De ahí una pregunta que ya se ha hecho en otras ocasiones y que es legítimo repetir, aunque la respuesta no sea tan simple como parece. Es innegable que pocos escritores latinoamericanos se implicaron tanto en la edición y la traducción de Paradiso como lo hizo Cortázar, pues se sabe que no solo releyó y corrigió las pruebas de la edición mexicana de la editorial Era, sino que también releyó la traducción francesa de Didier Coste y, más tarde, recomendó a Gregory Rabassa para la traducción al inglés de la novela, siguiendo luego paso a paso su trabajo. La pregunta es por qué, habiendo sido uno de los primeros lectores de Paradiso, uno de los principales editores del texto en varias lenguas y uno de los más apasionados valedores de Lezama Lima en la escena internacional, no busca en algún momento hacer traducir y editar la novela a través de su propia casa francesa, Gallimard, y deja que aparezca en París bajo el sello de las ediciones du Seuil.
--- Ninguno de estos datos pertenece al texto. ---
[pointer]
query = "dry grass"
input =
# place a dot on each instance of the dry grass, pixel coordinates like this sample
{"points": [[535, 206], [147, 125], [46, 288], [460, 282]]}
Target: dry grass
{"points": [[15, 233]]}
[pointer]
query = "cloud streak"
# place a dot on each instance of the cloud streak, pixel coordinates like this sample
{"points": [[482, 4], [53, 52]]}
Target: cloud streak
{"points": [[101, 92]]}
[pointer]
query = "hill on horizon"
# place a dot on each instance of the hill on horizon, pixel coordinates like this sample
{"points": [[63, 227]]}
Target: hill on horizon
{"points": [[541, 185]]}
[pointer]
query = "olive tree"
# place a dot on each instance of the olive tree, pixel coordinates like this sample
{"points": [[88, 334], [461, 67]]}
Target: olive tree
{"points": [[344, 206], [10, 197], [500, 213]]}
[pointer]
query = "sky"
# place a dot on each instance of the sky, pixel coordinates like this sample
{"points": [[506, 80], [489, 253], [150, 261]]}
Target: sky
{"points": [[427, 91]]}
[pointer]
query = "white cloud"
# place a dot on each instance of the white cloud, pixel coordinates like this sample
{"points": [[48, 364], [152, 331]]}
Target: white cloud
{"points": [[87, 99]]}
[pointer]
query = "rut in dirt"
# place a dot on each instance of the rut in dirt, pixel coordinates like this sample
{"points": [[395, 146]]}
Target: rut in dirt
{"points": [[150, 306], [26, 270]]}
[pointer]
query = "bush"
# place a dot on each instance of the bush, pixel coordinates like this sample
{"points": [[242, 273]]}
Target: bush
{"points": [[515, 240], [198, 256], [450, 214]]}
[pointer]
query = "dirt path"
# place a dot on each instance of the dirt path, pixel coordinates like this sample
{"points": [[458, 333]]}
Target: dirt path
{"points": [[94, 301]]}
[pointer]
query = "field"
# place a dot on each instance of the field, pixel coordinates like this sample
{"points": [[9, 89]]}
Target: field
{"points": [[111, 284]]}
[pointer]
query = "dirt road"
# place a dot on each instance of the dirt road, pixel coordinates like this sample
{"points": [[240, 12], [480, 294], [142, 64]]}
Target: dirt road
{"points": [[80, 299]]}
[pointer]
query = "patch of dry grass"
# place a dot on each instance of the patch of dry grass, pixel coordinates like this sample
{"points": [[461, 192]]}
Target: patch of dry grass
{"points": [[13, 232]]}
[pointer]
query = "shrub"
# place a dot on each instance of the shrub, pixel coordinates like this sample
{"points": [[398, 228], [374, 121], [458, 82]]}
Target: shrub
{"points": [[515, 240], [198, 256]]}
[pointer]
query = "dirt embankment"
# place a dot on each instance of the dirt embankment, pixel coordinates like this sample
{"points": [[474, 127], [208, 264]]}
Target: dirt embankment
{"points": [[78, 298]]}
No se trata de una pregunta retórica ni tampoco, insisto, de una pregunta que tenga una respuesta simple, tanto más cuando consta en los archivos editoriales que la casa tuvo interés en el libro (Gras, 2020) y que Ugné Karvelis, la secretaria privada de Claude Gallimard, más tarde la segunda esposa de Cortázar y la editora del área hispanoamericana de la colección Du Monde Entier, viaja a La Habana y visita a Lezama Lima unos meses después de la aparición de Paradiso, en 1966.